Matilda "Mittie" Glover was born in New Orleans on December 7, 1857 to John George and Emily Vick Morse Glover. On April 25, 1878, she married John Henry Bruce in Catahoula Parish. John was born on Lee Bayou, Catahoula Parish, on December 27, 1852. His parents were John and Ann Bruce.
Mittie was a sister to Mary Elizabeth (1855-1936) who married Asa Jourdan Sapp (1849-1925) in Catahoula Parish on April 30, 1874. Mittie's maternal grandparents were Eliza White Vick and Col. Henry Morse. Her maternal great grandparents were Elizabeth Clark and Rev. Newit Vick. The city of Vicksburg, Mississippi is named after Mittie's maternal great grandfather, Rev. Newit Vick.
John Lane, born in Virginia, April 8, 1789, obtained his education at Franklin College, Athens; in 1814, at the age of twenty-five years, he was admitted to the South Carolina conference of the Methodist Episcopal church, in the following year was appointed to the Natchez circuit, and thus became the pioneer Methodist preacher in Mississippi Territory and the first of that denomination to labor among the Cherokee and Creek Indians; in 1820 he was made presiding elder of the Mississippi circuit, and the ministry was his chosen field of labor, but he also engaged in business, in which he achieved a certain degree of success, and in addition served as judge of the private court of Warren County; his prominence in affairs led to his appointment as president of the Conference Missionary Society; he married a daughter of the Rev.
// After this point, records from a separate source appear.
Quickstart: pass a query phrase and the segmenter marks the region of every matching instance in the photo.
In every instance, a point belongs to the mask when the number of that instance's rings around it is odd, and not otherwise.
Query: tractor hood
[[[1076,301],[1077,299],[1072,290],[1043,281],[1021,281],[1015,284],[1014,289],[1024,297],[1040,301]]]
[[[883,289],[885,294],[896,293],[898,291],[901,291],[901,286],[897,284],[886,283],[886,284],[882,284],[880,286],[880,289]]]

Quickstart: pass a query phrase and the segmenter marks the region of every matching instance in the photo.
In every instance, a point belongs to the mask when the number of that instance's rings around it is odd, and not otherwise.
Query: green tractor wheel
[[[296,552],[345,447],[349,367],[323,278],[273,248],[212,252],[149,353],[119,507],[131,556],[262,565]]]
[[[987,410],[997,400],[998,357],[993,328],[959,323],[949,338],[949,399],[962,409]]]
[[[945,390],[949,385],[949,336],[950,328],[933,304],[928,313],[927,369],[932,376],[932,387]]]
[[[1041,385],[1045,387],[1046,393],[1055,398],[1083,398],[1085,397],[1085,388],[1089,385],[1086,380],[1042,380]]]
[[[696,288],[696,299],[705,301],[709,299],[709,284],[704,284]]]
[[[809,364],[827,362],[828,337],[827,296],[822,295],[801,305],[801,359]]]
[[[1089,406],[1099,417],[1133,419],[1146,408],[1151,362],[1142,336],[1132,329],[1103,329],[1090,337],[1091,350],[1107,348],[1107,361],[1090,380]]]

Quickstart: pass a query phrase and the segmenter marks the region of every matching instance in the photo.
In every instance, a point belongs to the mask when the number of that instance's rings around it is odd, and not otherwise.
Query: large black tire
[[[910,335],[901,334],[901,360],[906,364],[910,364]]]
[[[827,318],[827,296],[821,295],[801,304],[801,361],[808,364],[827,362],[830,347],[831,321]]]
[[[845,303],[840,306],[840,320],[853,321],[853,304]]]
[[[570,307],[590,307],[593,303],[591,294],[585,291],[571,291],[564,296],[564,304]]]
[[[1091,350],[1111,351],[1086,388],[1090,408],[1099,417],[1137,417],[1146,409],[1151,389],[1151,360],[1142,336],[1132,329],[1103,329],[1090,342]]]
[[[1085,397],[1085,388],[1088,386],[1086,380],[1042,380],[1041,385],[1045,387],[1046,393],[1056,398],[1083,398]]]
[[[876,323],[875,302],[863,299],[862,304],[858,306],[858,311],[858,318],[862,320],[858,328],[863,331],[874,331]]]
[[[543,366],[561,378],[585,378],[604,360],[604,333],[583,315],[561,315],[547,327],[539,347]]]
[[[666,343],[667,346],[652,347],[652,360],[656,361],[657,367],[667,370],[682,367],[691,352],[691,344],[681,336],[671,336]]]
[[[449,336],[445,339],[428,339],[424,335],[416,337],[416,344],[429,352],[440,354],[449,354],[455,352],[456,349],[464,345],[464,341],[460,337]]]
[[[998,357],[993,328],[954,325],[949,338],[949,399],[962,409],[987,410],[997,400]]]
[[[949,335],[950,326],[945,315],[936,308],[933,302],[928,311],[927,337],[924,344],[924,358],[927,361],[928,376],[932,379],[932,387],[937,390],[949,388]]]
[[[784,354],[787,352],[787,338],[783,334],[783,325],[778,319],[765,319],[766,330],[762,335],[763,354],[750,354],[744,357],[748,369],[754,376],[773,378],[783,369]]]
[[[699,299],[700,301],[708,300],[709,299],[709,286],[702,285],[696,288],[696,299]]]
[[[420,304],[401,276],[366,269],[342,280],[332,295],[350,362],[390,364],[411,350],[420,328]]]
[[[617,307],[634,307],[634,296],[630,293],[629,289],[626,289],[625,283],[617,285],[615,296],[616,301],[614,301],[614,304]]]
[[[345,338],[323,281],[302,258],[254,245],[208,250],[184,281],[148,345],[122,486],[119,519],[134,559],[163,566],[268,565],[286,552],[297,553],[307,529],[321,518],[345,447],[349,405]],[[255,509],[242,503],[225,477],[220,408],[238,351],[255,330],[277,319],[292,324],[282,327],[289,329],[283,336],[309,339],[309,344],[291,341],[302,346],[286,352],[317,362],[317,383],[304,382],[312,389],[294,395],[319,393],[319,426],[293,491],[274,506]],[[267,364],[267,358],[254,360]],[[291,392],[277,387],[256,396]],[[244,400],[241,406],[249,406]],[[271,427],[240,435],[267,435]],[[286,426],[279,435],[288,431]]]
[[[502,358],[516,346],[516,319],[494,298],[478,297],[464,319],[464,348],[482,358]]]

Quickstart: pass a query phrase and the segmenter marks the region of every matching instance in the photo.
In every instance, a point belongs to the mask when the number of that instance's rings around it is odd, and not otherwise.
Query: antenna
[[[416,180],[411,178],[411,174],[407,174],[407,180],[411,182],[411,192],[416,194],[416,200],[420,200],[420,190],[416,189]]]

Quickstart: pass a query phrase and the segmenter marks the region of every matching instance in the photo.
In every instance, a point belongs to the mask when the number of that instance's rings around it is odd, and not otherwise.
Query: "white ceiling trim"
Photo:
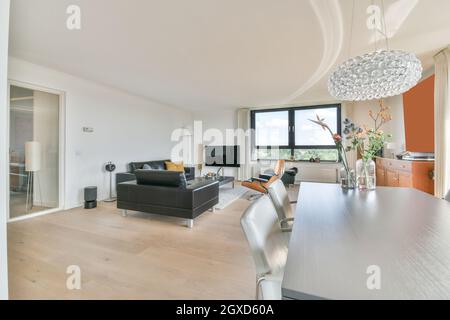
[[[319,67],[297,91],[281,104],[289,104],[318,83],[335,65],[344,43],[344,18],[338,0],[309,0],[322,31],[324,52]],[[300,57],[299,57],[300,58]]]

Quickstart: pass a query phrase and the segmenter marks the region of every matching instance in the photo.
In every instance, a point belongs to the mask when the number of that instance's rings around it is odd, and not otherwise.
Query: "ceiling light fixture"
[[[414,87],[422,77],[422,63],[413,54],[400,50],[390,50],[386,36],[386,21],[384,18],[384,1],[380,19],[374,20],[375,36],[382,34],[386,41],[386,49],[375,51],[349,59],[333,72],[328,80],[328,91],[336,99],[343,101],[365,101],[382,99],[402,94]],[[377,8],[373,5],[372,8]],[[369,8],[371,8],[369,7]],[[355,0],[352,9],[352,27],[350,49],[353,34],[353,16]],[[376,12],[374,11],[374,14]],[[374,19],[377,19],[375,16]],[[380,26],[383,24],[384,32]],[[350,56],[350,54],[349,54]]]

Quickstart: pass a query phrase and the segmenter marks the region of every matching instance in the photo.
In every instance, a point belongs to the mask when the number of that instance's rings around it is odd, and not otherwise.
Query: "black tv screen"
[[[239,168],[239,146],[206,146],[205,165]]]

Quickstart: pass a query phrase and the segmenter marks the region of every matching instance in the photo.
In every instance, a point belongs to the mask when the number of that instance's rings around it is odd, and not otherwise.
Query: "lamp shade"
[[[41,170],[42,147],[37,141],[25,143],[25,171],[36,172]]]

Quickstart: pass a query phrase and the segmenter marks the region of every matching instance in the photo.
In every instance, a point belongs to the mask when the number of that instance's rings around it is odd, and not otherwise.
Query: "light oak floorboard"
[[[296,197],[296,189],[290,190]],[[254,299],[255,268],[239,199],[206,212],[194,228],[182,219],[101,203],[8,225],[11,299]],[[81,290],[66,269],[81,268]]]

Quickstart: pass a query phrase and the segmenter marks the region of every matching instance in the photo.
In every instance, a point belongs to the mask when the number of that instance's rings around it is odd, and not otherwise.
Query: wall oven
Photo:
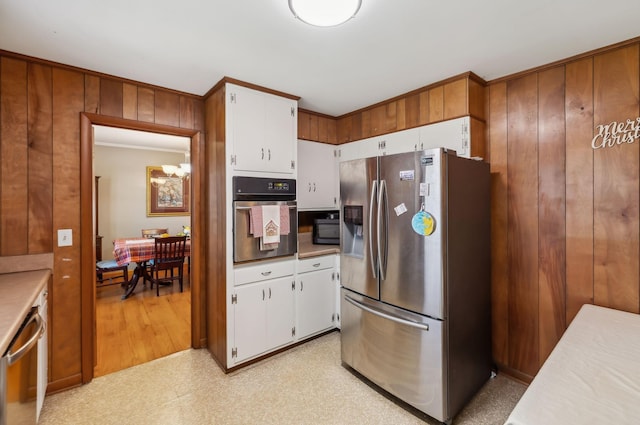
[[[289,233],[277,243],[264,244],[251,231],[252,207],[282,206],[286,211]],[[255,221],[254,221],[255,223]],[[260,177],[233,177],[233,262],[264,260],[298,252],[298,209],[296,181]]]

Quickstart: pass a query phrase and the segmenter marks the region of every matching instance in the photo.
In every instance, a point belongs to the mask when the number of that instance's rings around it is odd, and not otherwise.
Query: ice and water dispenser
[[[345,205],[342,214],[342,253],[364,257],[362,205]]]

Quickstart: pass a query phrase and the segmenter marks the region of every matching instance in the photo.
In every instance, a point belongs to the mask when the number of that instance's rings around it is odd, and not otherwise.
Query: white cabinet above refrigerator
[[[458,156],[469,158],[470,121],[468,116],[461,117],[345,143],[338,148],[338,159],[344,162],[432,148],[454,150]]]

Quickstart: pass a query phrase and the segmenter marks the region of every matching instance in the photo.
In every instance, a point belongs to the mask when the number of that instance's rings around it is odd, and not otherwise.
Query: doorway
[[[93,125],[131,129],[144,132],[187,137],[190,140],[191,152],[191,267],[189,302],[191,306],[191,341],[190,346],[204,346],[202,336],[204,299],[202,297],[202,237],[204,226],[203,208],[201,205],[204,190],[200,173],[203,168],[203,143],[197,130],[182,129],[159,124],[144,123],[121,118],[101,116],[91,113],[81,114],[81,244],[82,250],[82,382],[87,383],[94,377],[96,364],[96,276],[95,276],[95,229],[93,211]],[[88,247],[92,247],[89,249]],[[138,292],[139,290],[136,290]],[[179,291],[178,291],[179,292]],[[154,294],[155,296],[155,294]],[[130,353],[125,353],[130,354]]]
[[[113,241],[139,242],[142,229],[170,235],[190,229],[190,138],[99,125],[93,126],[93,138],[97,261],[114,261]],[[173,174],[172,166],[182,172]],[[166,187],[172,199],[150,196]],[[157,211],[157,204],[171,210]],[[135,265],[130,263],[130,275]],[[96,286],[94,377],[191,347],[188,262],[183,276],[183,292],[174,282],[160,288],[157,297],[143,281],[126,300],[121,299],[121,270],[103,276],[108,279]]]

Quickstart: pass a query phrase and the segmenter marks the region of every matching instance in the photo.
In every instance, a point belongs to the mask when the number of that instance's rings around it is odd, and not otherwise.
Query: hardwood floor
[[[121,300],[119,284],[98,287],[96,299],[97,363],[103,376],[191,347],[191,291],[185,271],[184,292],[178,283],[136,288]],[[144,288],[144,289],[143,289]]]

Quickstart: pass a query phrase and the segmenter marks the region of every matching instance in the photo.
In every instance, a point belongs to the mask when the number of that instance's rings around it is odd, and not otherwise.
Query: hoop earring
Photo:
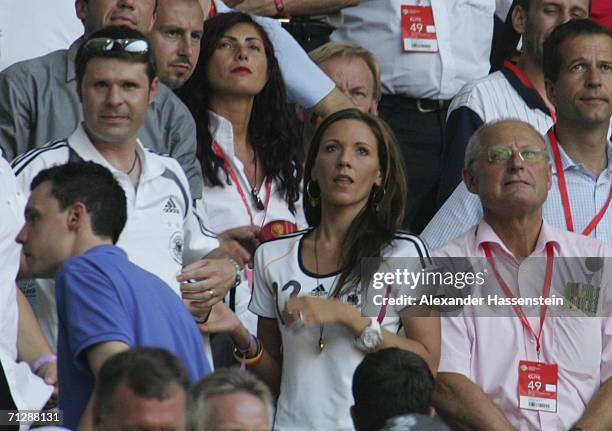
[[[321,190],[319,190],[319,196],[313,196],[312,192],[310,191],[312,184],[317,185],[317,183],[312,180],[308,180],[306,183],[306,198],[308,199],[310,206],[314,208],[319,206],[319,203],[321,203]]]
[[[375,212],[380,211],[380,205],[382,204],[382,201],[385,199],[385,193],[386,191],[384,187],[376,187],[376,190],[374,191],[374,195],[372,196],[372,205],[374,205]]]

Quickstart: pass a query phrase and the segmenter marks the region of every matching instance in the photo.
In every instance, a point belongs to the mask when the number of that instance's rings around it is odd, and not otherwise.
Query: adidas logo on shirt
[[[163,211],[165,213],[172,213],[172,214],[178,214],[180,212],[178,207],[176,206],[176,204],[172,200],[172,198],[168,198],[168,201],[166,202],[166,205],[164,205]]]
[[[310,291],[310,296],[327,296],[327,292],[322,284],[319,284],[316,288]]]

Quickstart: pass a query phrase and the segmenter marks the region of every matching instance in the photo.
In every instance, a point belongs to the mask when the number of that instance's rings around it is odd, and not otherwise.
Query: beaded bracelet
[[[253,356],[252,358],[247,358],[247,353],[249,353],[251,351],[251,348],[253,347],[253,341],[255,341],[255,345],[257,346],[255,350],[255,356]],[[242,356],[239,356],[239,354]],[[252,334],[249,336],[249,345],[246,349],[241,349],[238,346],[234,345],[234,359],[240,362],[240,369],[242,370],[244,370],[247,365],[255,365],[259,363],[262,357],[263,345],[261,344],[259,339]]]

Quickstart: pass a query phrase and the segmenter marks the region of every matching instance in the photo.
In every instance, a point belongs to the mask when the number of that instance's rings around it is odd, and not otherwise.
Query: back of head
[[[189,379],[181,361],[165,349],[138,347],[109,358],[96,380],[96,417],[112,418],[115,394],[124,383],[137,396],[164,400],[176,390],[187,392]]]
[[[209,424],[209,399],[220,395],[246,393],[258,398],[266,408],[268,424],[274,420],[272,392],[249,371],[221,368],[196,383],[189,392],[187,407],[188,431],[206,431]]]
[[[308,56],[318,65],[332,58],[361,58],[368,65],[368,69],[370,69],[370,72],[372,72],[372,76],[374,77],[374,98],[376,100],[380,100],[380,96],[382,94],[380,83],[380,64],[378,63],[378,60],[376,60],[374,54],[367,49],[354,43],[328,42],[310,51]]]
[[[149,83],[157,75],[155,53],[149,39],[138,30],[126,26],[109,26],[88,35],[75,59],[77,87],[85,75],[87,63],[94,58],[112,58],[146,65]]]
[[[369,353],[353,375],[356,426],[375,431],[395,416],[427,415],[434,387],[427,363],[417,354],[396,347]]]
[[[43,182],[51,184],[51,194],[62,211],[82,202],[93,233],[117,242],[127,220],[127,203],[125,192],[108,169],[93,162],[54,166],[39,172],[30,189]]]
[[[544,77],[557,82],[563,54],[561,45],[567,40],[580,36],[607,36],[612,43],[612,29],[590,19],[574,19],[555,28],[544,41]]]

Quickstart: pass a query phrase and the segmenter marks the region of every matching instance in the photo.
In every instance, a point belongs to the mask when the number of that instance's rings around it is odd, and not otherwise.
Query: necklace
[[[134,161],[132,162],[132,167],[125,173],[126,175],[130,175],[134,168],[136,167],[136,161],[138,160],[138,152],[134,150]]]
[[[257,151],[253,149],[253,155],[255,159],[255,178],[253,180],[253,184],[251,185],[251,197],[253,198],[253,202],[255,203],[255,207],[259,211],[263,211],[265,209],[265,205],[261,198],[259,197],[259,192],[257,191]]]
[[[319,287],[319,256],[317,255],[317,233],[314,232],[314,258],[315,258],[315,271],[317,272],[317,285],[315,288]],[[325,348],[325,339],[323,338],[323,331],[325,329],[325,325],[321,324],[319,329],[319,353],[323,352]]]

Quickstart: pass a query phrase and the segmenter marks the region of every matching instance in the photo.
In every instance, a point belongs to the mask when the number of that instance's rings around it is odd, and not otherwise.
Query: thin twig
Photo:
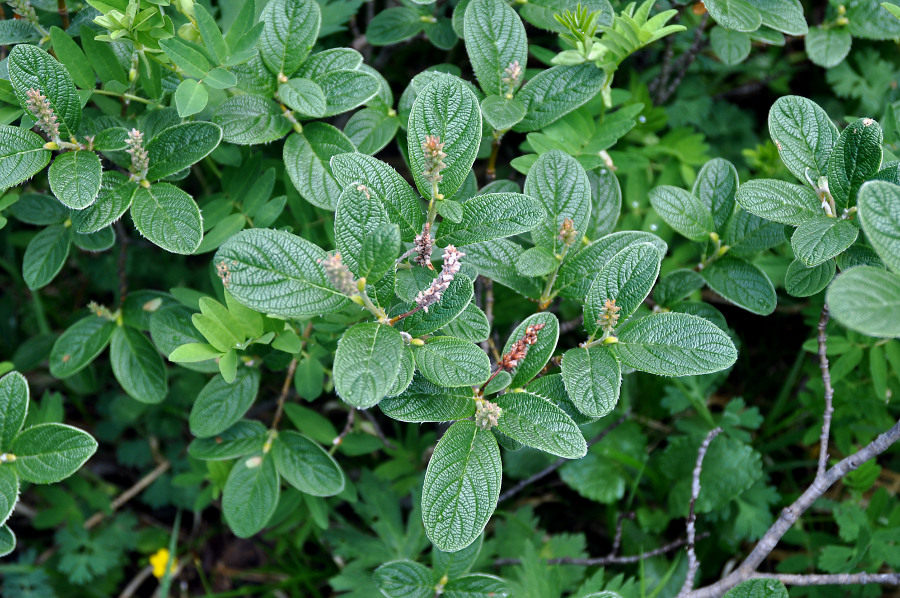
[[[700,19],[697,28],[694,30],[694,43],[691,44],[691,47],[688,48],[687,52],[679,56],[678,60],[676,60],[678,63],[678,73],[668,87],[660,88],[659,93],[655,98],[656,104],[664,104],[672,97],[672,94],[675,93],[678,86],[681,85],[681,81],[684,79],[684,75],[687,73],[688,68],[694,64],[694,61],[697,59],[697,54],[700,53],[700,48],[703,47],[703,31],[706,29],[706,23],[708,21],[709,13],[706,13],[703,15],[703,18]]]
[[[91,517],[84,522],[84,529],[92,529],[94,527],[97,527],[97,525],[101,521],[103,521],[103,519],[107,515],[122,508],[125,503],[140,494],[145,488],[155,482],[156,479],[159,478],[159,476],[166,473],[171,466],[172,463],[168,459],[157,465],[150,473],[135,482],[134,485],[131,486],[131,488],[116,497],[116,499],[109,505],[109,513],[105,511],[97,511],[96,513],[91,515]]]
[[[331,454],[334,454],[334,451],[337,450],[341,443],[344,442],[344,438],[347,434],[350,433],[350,430],[353,429],[353,422],[356,419],[356,408],[351,407],[350,411],[347,412],[347,423],[344,424],[344,429],[341,430],[341,433],[337,435],[337,437],[331,441],[331,449],[328,451]]]
[[[697,540],[697,514],[694,512],[694,506],[697,503],[697,497],[700,496],[700,474],[703,471],[703,458],[706,457],[706,451],[709,450],[709,444],[713,439],[722,433],[722,428],[713,428],[700,443],[700,449],[697,451],[697,464],[694,465],[693,480],[691,482],[691,506],[688,509],[687,518],[687,555],[688,569],[687,576],[684,578],[684,585],[681,586],[679,596],[683,596],[694,588],[694,579],[697,577],[697,570],[700,569],[700,561],[697,560],[697,553],[694,551],[694,544]]]
[[[703,539],[709,536],[708,532],[704,532],[700,534],[697,538]],[[687,542],[684,538],[680,538],[675,540],[674,542],[669,542],[665,546],[660,546],[659,548],[654,548],[653,550],[648,550],[646,552],[642,552],[641,554],[633,554],[628,556],[601,556],[593,559],[576,559],[570,557],[562,557],[558,559],[547,559],[548,565],[581,565],[583,567],[595,567],[595,566],[606,566],[606,565],[628,565],[630,563],[639,563],[644,559],[648,559],[653,556],[658,556],[660,554],[666,554],[667,552],[672,552],[676,548],[680,548],[684,546]],[[520,559],[497,559],[494,561],[495,567],[504,567],[506,565],[519,565],[521,564]]]
[[[592,439],[590,442],[588,442],[588,446],[589,447],[593,446],[593,445],[597,444],[598,442],[600,442],[601,440],[603,440],[604,438],[606,438],[606,435],[609,434],[610,432],[612,432],[613,430],[615,430],[616,428],[618,428],[620,425],[622,425],[625,422],[625,420],[628,419],[629,415],[630,415],[629,412],[626,411],[625,414],[622,415],[622,417],[620,417],[615,422],[610,424],[609,427],[604,429],[594,439]],[[564,463],[566,463],[567,461],[569,461],[569,459],[560,457],[559,459],[557,459],[556,461],[554,461],[553,463],[551,463],[544,469],[540,470],[533,476],[525,478],[524,480],[520,481],[518,484],[516,484],[515,486],[513,486],[512,488],[510,488],[503,494],[501,494],[500,498],[497,499],[497,502],[501,503],[505,500],[509,500],[510,498],[512,498],[513,496],[515,496],[516,494],[518,494],[519,492],[521,492],[522,490],[524,490],[525,488],[530,486],[531,484],[547,477],[548,475],[550,475],[551,473],[553,473],[554,471],[556,471],[557,469],[562,467],[562,465]]]
[[[488,338],[482,341],[481,349],[485,353],[489,353],[489,350],[491,349],[491,343],[489,342],[491,340],[490,334],[494,329],[494,281],[484,276],[479,276],[478,280],[481,283],[482,297],[484,298],[484,315],[487,316],[488,321]],[[494,347],[494,353],[494,361],[500,361],[500,356],[496,355],[496,346]]]
[[[278,406],[275,408],[275,417],[272,418],[272,429],[278,429],[278,423],[281,421],[281,416],[284,413],[284,403],[287,401],[288,394],[291,392],[291,385],[294,382],[294,372],[297,371],[297,358],[291,360],[291,363],[288,364],[287,374],[284,377],[284,382],[281,385],[281,394],[278,395]]]
[[[782,536],[791,529],[794,523],[800,519],[820,496],[831,488],[838,480],[843,478],[851,471],[859,468],[860,465],[874,459],[895,442],[900,440],[900,421],[894,424],[889,430],[879,434],[878,437],[867,444],[862,449],[853,453],[849,457],[845,457],[838,462],[837,465],[825,472],[821,478],[816,478],[812,485],[795,500],[793,504],[786,507],[781,516],[772,524],[772,526],[763,534],[763,537],[756,544],[749,556],[744,559],[737,569],[720,579],[714,584],[703,588],[698,588],[688,594],[690,598],[716,598],[721,596],[729,589],[739,583],[758,576],[756,569],[762,564],[769,554],[775,549],[775,546],[781,540]]]
[[[608,557],[614,557],[619,554],[619,548],[622,547],[622,527],[625,523],[626,519],[634,519],[635,513],[634,511],[630,511],[628,513],[619,513],[619,516],[616,517],[616,535],[613,537],[612,548],[609,551],[609,554],[606,555]]]
[[[389,448],[391,450],[397,450],[396,445],[394,445],[394,443],[392,443],[390,440],[388,440],[387,436],[384,435],[384,430],[381,429],[381,425],[378,423],[378,420],[375,419],[375,416],[372,415],[372,412],[368,411],[368,410],[363,410],[362,414],[363,414],[363,417],[365,417],[367,420],[369,420],[369,423],[372,424],[372,429],[375,431],[375,435],[378,436],[378,439],[381,441],[381,443],[386,448]]]
[[[578,317],[575,318],[574,320],[567,320],[567,321],[565,321],[565,322],[562,322],[562,323],[559,325],[559,333],[560,333],[560,334],[567,334],[567,333],[569,333],[569,332],[572,332],[573,330],[578,330],[578,328],[579,328],[583,323],[584,323],[584,317],[583,317],[583,316],[578,316]]]
[[[120,221],[115,223],[116,237],[119,239],[119,259],[116,262],[116,270],[119,276],[119,307],[125,303],[125,295],[128,294],[128,235]]]
[[[147,578],[152,574],[153,565],[147,565],[146,567],[138,571],[138,574],[134,576],[134,579],[128,582],[128,585],[125,586],[125,589],[122,590],[121,594],[119,594],[119,598],[131,598],[131,596],[134,596],[135,592],[138,591],[138,588],[140,588],[141,585],[143,585]]]
[[[751,577],[755,579],[777,579],[788,586],[859,586],[876,583],[886,586],[900,586],[900,573],[837,573],[832,575],[820,573],[806,575],[756,573]]]
[[[56,12],[59,14],[59,20],[62,21],[62,29],[69,28],[69,9],[66,7],[66,0],[56,0]]]
[[[819,436],[819,468],[816,470],[816,479],[821,479],[828,468],[828,434],[831,430],[831,415],[834,413],[834,388],[831,387],[831,372],[828,369],[828,335],[825,328],[828,326],[828,304],[822,306],[822,315],[819,317],[819,369],[822,370],[822,384],[825,385],[825,411],[822,414],[822,434]]]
Newit Vick, and in 1820 settled in Mississippi on Mr. Vick's estate, and there founded Vicksburg, which he named in honor of his father-in-law, Rev. Vick; his death occurred in Vicksburg, Mississippi, October 10, 1855. (Virginia Biography, Vols. I-III, p. 208-209)
Vick Memorial, Vicksburg, Warren, Mississippi-tombstone photograph is courtesy of Julia Sweitzer at FindAGrave.com |
Mittie and John had the following children:
Frederick Southmayd, 1879-? (m. Lucy Register)
Arlette "Lettie", 1882-1929 (m. 1.William L. Gillespie; 2.Arthur L. Knesel)
George Glover, 1884-1952 (m. Willie L)
Henry Daniel, 1886-1933 (m. 1.Dewetta Willie Hornsby; 2.Katie Meyers)
Agnes, 1889-1973 (m. James Hutchinson)
John Medine, 1895-1963 (m. Pansy Hamilton)
From: Our Island Heritage, Vol. 2, 1977, compiled by Sophie Haley and Mickie Smith:
The Mittie Glover Bruce house in Catahoula Parish was re-built in 1902 after a fire destroyed the original plantation house, according to recollections of Kathryn Bruce Garner, an adopted granddaughter of Mrs. Mittie Bruce. She recalls the hardship that the young widow with six small children must have withstood, with floods, droughts, and boll weevil crop failures before she was able to establish her plantation as a profitable way of life. This enabled her to secure good educations for her children after they finished the local school which had only a five month yearly term. She sent the boys to Jefferson Military College in Natchez, Mississippi and the girls to Whitworth College for Women in Brookhaven, Mississippi.
Her house had four bedrooms, across a hall from the parlor and dining room, and a plantation office with bell-rope through the window. The bell-rope was pulled to ring the bells that signaled the day's work had begun for the tenants who lived on the place. The kitchen and pantry porch were at the rear, near which a huge cypress water tank stood that was used to bring water into the house. There were deep porches on several sides and across the front. The inside wide hall, which formed a natural breezeway, opened onto the porch with double doors. It was in this cool, shady area that the Sunday company sat after one of her huge plantation dinners. "I remember them as feasts", says her granddaughter, "But they consisted of her own hand raised vegetables, fruits, meats and poultry. The one luxury was the ice which was brought to the table and served grandly in tall glasses for tea for the grown ups and lemonade for the children. One cannot imagine the feeling of prestige that serving ice in July brought in that bygone time."
"Grandmother built her levee system around her place to give protection from the encroaching backwaters of the Tensas River. I often walked around it with her, in the early morning inspections she made. Often the levee proved too low and flooded fields followed. The curve of the Tensas River where the place lies, faces Tensas and Concordia Parishes."
Upon Mittie's death, her daughter, Agnes Bruce Hutchinson, occupied the home until her tragic death in 1973. The property was then owned by a great grandson, Joe Lancaster.
Mittie Glover Bruce died on November 22, 1949 and is buried in the Old Pine Hill Cemetery in Sicily Island. John Henry Bruce died on March 9, 1899 and is buried at McIntosh Plantation Cemetery in Clayton, Concordia, Louisiana. There is no tombstone photograph for John Henry Bruce at this time.